The IMF raised its forecast for global economic growth in 2021 and said the coronavirus-triggered downturn in 2020 would be nearly a full percentage point less severe than expected.

Italy’s FTSE MIB rose 1.2% after Prime Minister Giuseppe Conte handed in his resignation to the head of state, hoping he would be given an opportunity to put together a new coalition and rebuild his parliamentary majority.

The MSCI world equity index, which tracks shares in 49 nations, fell 1.06 points, or 0.16 percent to 667.02.

After a “buy everything” rally over several months supported by money-printing pandemic stimulus packages, near-zero interest rates and the start of COVID-19 vaccination programs, some investors are worried markets may be near “bubble” territory.

They point to rocketing prices of assets such as bitcoin or, on Monday, the soaring stock of short-squeezed videogame retailer Gamestop.

“There is room for some consolidation,” said Francois Savary, chief investment officer at Swiss wealth manager Prime Partners.

Investors were watching as the Federal Reserve kicked off its two-day policy meeting.

“Investors don’t expect the Fed to give any reason to think they are getting closer to talking about when they will consider scaling back QE, but nervousness is brewing on Wall Street,” said Edward Moya, senior market analyst at OANDA in New York.

Mounting coronavirus cases and uncertainty over the timing and size of fiscal stimulus also tempered sentiment.

Disagreements have meant months of indecision in the United States, where new cases have been above 175,000 a day and millions of people are out of work.

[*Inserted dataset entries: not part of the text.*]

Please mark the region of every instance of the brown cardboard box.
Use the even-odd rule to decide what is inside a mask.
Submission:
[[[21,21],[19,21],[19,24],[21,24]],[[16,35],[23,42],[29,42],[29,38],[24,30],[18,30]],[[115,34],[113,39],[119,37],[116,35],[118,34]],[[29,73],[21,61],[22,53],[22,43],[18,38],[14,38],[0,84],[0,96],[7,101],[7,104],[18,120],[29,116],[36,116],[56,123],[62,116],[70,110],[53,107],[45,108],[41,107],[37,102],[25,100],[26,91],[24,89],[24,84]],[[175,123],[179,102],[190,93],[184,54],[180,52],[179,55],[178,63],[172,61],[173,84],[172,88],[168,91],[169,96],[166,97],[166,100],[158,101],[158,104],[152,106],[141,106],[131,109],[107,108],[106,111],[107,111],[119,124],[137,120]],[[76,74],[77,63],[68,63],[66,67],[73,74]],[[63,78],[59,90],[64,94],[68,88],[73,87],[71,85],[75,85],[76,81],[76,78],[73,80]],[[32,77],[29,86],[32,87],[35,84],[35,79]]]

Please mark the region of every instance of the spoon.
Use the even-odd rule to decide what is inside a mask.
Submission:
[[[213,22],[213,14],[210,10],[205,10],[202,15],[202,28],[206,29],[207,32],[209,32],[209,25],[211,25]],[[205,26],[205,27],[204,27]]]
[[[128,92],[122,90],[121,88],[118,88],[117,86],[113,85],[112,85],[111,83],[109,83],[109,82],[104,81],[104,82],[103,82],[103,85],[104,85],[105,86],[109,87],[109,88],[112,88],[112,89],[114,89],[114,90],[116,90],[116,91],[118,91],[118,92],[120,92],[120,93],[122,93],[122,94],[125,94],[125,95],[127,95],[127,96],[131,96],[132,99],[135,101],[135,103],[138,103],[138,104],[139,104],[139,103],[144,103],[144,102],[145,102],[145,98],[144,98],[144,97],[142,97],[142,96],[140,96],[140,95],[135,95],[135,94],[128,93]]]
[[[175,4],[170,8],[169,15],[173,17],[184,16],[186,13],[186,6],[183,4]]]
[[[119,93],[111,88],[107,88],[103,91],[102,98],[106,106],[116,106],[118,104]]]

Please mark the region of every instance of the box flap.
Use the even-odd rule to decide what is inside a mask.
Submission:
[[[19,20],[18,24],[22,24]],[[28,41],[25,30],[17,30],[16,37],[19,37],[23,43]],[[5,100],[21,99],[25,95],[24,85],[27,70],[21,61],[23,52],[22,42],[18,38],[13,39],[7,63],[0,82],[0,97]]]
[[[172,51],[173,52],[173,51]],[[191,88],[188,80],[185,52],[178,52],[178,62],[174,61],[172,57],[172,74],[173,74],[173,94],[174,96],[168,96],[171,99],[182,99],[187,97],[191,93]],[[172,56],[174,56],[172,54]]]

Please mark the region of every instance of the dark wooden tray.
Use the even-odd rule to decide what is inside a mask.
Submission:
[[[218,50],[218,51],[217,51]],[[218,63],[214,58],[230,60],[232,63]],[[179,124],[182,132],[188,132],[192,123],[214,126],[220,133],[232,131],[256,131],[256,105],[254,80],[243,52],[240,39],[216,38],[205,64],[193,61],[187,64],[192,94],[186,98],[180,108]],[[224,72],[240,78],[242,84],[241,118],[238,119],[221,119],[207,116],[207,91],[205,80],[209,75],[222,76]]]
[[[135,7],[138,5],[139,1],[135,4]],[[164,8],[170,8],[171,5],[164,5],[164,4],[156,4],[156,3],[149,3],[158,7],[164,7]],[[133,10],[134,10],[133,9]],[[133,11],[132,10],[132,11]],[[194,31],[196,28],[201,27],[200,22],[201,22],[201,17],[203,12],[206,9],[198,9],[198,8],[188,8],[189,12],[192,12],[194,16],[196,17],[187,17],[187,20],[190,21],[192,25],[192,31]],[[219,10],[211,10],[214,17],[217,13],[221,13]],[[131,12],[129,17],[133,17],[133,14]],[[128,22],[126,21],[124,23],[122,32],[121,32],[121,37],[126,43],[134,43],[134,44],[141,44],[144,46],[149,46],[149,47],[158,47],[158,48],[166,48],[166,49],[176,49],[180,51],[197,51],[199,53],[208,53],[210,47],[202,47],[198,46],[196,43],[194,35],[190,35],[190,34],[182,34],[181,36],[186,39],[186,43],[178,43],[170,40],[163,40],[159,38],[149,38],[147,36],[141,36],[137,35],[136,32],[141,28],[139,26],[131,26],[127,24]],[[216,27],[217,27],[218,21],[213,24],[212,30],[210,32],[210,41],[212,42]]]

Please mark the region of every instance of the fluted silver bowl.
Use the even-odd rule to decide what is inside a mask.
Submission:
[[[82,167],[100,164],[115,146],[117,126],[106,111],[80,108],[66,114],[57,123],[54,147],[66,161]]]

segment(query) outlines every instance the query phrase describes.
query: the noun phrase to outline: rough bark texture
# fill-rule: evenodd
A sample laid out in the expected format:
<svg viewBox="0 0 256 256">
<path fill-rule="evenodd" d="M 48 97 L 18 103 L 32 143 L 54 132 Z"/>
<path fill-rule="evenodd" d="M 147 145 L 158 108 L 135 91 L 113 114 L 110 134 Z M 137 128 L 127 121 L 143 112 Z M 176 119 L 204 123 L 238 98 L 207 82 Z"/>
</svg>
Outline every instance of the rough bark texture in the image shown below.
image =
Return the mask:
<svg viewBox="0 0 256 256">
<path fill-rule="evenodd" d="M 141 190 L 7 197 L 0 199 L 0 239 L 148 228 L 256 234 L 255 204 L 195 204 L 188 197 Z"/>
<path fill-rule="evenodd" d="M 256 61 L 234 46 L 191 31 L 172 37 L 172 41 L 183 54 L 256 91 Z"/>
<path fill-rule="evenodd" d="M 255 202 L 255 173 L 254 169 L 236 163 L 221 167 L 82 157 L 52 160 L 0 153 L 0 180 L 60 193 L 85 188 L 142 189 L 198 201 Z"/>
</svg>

Democrats in the U.S. Senate will act alone to approve a fresh round of stimulus if Republicans do not support the measure, Majority Leader Chuck Schumer said.

U.S. Treasury yields were narrowly mixed in choppy trading, after hitting three-week lows on the long end of the curve, as investors remained cautious about the size of a U.S. stimulus package and the slow global roll-out of coronavirus vaccines.

Benchmark 10-year notes last fell 1/32 in price to yield 1.0414%, from 1.04% late on Monday.

The dollar index, which tracks the greenback versus a basket of six currencies, fell 0.226 points, or 0.25 percent, to 90.165.

MSCI’s broadest index of Asia-Pacific shares outside Japan fell 11.47 points or 1.58% in Asia overnight. South Korea and Hong Kong topped losers, each falling more than 2%. The sell-off also caused Japanese stocks to slip 1% and Chinese blue-chips to tumble 2%, their biggest one-day loss since Sept. 9.

All had touched milestone highs earlier this month.

Gold prices edged lower. Spot gold fell $ -5.4215, or -0.29 percent, to $ 1,849.57 an ounce. U.S. gold futures settled down 0.2% at $ 1,850.90.

U.S. crude oil futures settled at $ 52.61 a barrel, down 16 cents or 0.30%. Brent crude futures settled at $ 55.91 a barrel, up 3 cents or 0.05%.